Huh? I never said it didn't exist. Read again.

OK. You said you did not want it. Infinity of time how boring, that is a view but why include time in the afterlife. If you are with God then as he is outside time, time being a construct that he made, then you would not be in time. The alternative is no different, not being with God for an infinity of now. That's sensory deprivation by your own choice.

Keep in mind that I wrote this when I was feeling punchy and it paints with rather broad strokes. That being said, you took the time to reply so I'll repay the courtesy and try to better articulate at least some of my thoughts.
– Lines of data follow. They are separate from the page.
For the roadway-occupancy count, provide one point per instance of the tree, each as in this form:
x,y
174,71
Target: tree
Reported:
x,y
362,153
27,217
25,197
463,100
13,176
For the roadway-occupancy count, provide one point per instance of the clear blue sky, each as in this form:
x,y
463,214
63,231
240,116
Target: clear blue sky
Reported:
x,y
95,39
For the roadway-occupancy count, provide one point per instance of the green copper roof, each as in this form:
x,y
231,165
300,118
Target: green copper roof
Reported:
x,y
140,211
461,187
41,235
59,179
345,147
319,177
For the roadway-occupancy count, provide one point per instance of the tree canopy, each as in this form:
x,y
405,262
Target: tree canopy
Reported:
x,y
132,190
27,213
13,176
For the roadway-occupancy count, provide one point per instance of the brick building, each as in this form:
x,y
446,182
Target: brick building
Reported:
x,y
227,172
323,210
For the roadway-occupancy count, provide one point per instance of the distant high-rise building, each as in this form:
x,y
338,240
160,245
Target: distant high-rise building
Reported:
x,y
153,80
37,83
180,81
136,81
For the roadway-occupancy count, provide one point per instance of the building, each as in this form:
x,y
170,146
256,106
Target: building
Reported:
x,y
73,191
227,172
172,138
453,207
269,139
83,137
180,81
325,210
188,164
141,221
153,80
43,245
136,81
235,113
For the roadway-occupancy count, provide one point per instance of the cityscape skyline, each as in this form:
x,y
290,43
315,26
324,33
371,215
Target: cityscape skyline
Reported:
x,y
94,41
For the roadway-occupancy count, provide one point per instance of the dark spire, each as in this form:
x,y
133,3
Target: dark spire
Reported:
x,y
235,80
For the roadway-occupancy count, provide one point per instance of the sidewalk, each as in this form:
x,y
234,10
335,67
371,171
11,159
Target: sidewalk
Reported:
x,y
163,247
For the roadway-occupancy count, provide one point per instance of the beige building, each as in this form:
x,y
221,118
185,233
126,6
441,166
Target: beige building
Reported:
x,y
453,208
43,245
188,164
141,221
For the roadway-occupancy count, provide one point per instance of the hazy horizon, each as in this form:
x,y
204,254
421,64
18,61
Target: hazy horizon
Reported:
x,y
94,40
One of the problems with discussing the afterlife is that there is no universal concept of it, much like god. I admit I am confounding several different ideas people may have. One of these is not the Christian heaven, but the world of spirits and hauntings. Some people may have a positive view of such a world, rooted in a belief that beloved ancestors are watching over them. Why is that comforting? There are obvious answers. Perhaps we don't want to say goodbye or like the idea of someone who loves us influencing our lives or dispensing wisdom from beyond. That's understandable, but my mind tends to extrapolate what that experience must be like for the ancestor. How is it to be bound to a place and to a particular emotional range, robbed of all the experiences of everyday human life? Such beneficient hauntings may be a comfort for the living, but sound like pure hell for the dead. At least to me. Others may differ, but we are here discussing feelings rather than facts. Take it or leave it I guess.

Beyond that, there is the far more complex question of what is life to begin with. This coupe apply to many concepts of the afterlife and perhaps it is a more fruitful discussion than taking a survey of those concepts and discussing them in turn. What I mean is: what does it mean to be human and how seperable is this from our physical exitence? We can talk about the continuity of consciousness outside the body - whether you call this a soul or whatever else - but is mere continuity all there is? The second point of my post, which I admit was not well said, is that I regard our lives as more than the memory contained in a single brain. We are connected and our identities are formed by the totality of our experiences, including all the ways we are connected to other s within the bounds of time. Yeah that's a mouthful and simply saying it does not make it true or even intelligible. It is something I would love to expand upon someday.

I am confused by your concept of time. What does it mean to exist outside of time? Just curious that's all.

Excellent thought provocation there. The more I read about philosophy, psychology and the diversity of human beliefs I'm finding it more and more likely that once you're gone...you're gone. Anything else is just a wonderfully or sadistically designed story. Keep up the great writing.

I come from a zen buddhist perspective, where tradtional notions of the sould are, in some schools of thought, rejected. Reincarnation, where it is mentioned at all, can be seen less as a litteral return of your former identity and more of a dispersal back into the cosmos from where we came. There was no me before and it is not unreasonable to think there is no me after. Lives are like bubbles emerging in a foam. They are brief, but also inseperable from the foam and the other bubbles. They owe their existence to this continuum and have no meaning apart from it. I have found this concept more freeing than others. That doesn't make it true, but that's how I see it. Thanks for the comment!